(openPR) Gezeigt werden die ruhigen Arbeiten (Bilder, Papierarbeiten und Skulpturen) von Susanne Binsack.
Die Künstlerin wurde 1938 in Königsberg geboren. Nach der Flucht in den Westen lebte sie in Norddeutschland. Durch den Beruf ihres Mannes verbrachte sie 12 Jahre sowohl in Chile, als auch in Brasilien und in den USA.

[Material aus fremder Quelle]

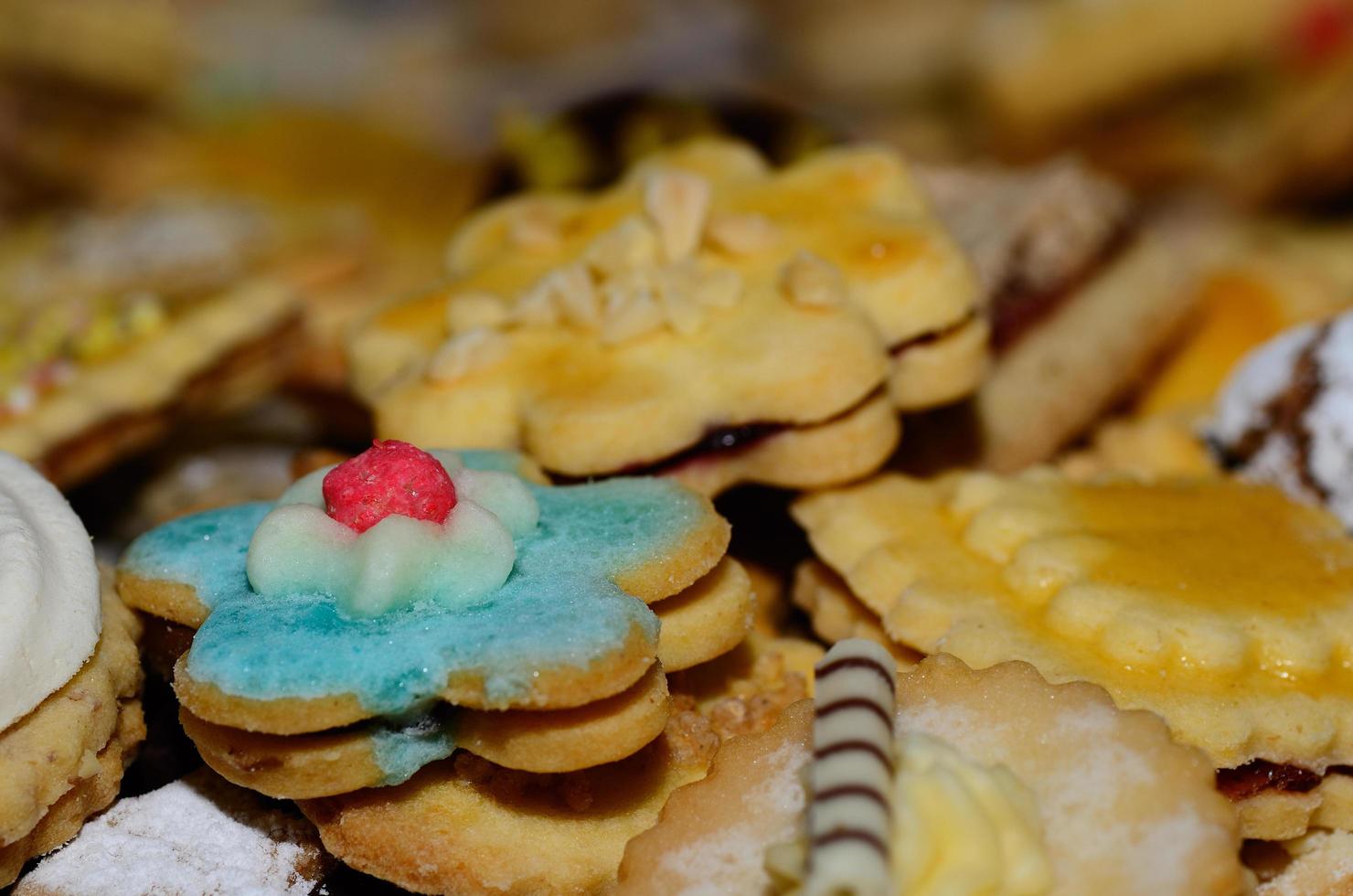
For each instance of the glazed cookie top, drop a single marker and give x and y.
(989, 781)
(702, 292)
(465, 580)
(49, 591)
(1220, 605)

Ihre Ausbildung zur Malerin erfolgte bei Prof.Hem Schüppel (Bad Homburg v.d.H.), in der Sommer-akademie (Salzburg), in der American University und der Corcoran School of Art (beide in Washington DC). - Da Frau Binsack bereits als Jugendliche mit dem Malen und Zeichnen begann, interessierten die erwachsene Künstlerin die unterschiedlichen Landschaften, die sie bereits kennen lernte bzw. durch ihre Reisen erlebte. Landschaften mit ihren differenten Lichtverhältnissen, Farben und Formen. - Wir erkennen die Formen der Landschaften, der Häuser, der Gegenstände im Stillleben. Da sie aber nicht detailliert ausgearbeitet sind, kann sich der Betrachter auf die ruhigen, oft geometrischen, Farbflächen konzentrieren, die man als „nebeneinander“ liegend empfinden kann – die Räumlichkeit ignorierend. Dabei wird – vor allem in den „Häuser“-Bildern – auch der, eigentlich den Raum anzeigende, Schatten zur (dreieckigen) Fläche und die dunkle Umrandung der gezeigten Elemente wird zur, rein grafischen, Linie. Die Farben sind fein nuanciert und steigern so das Empfinden von Fläche.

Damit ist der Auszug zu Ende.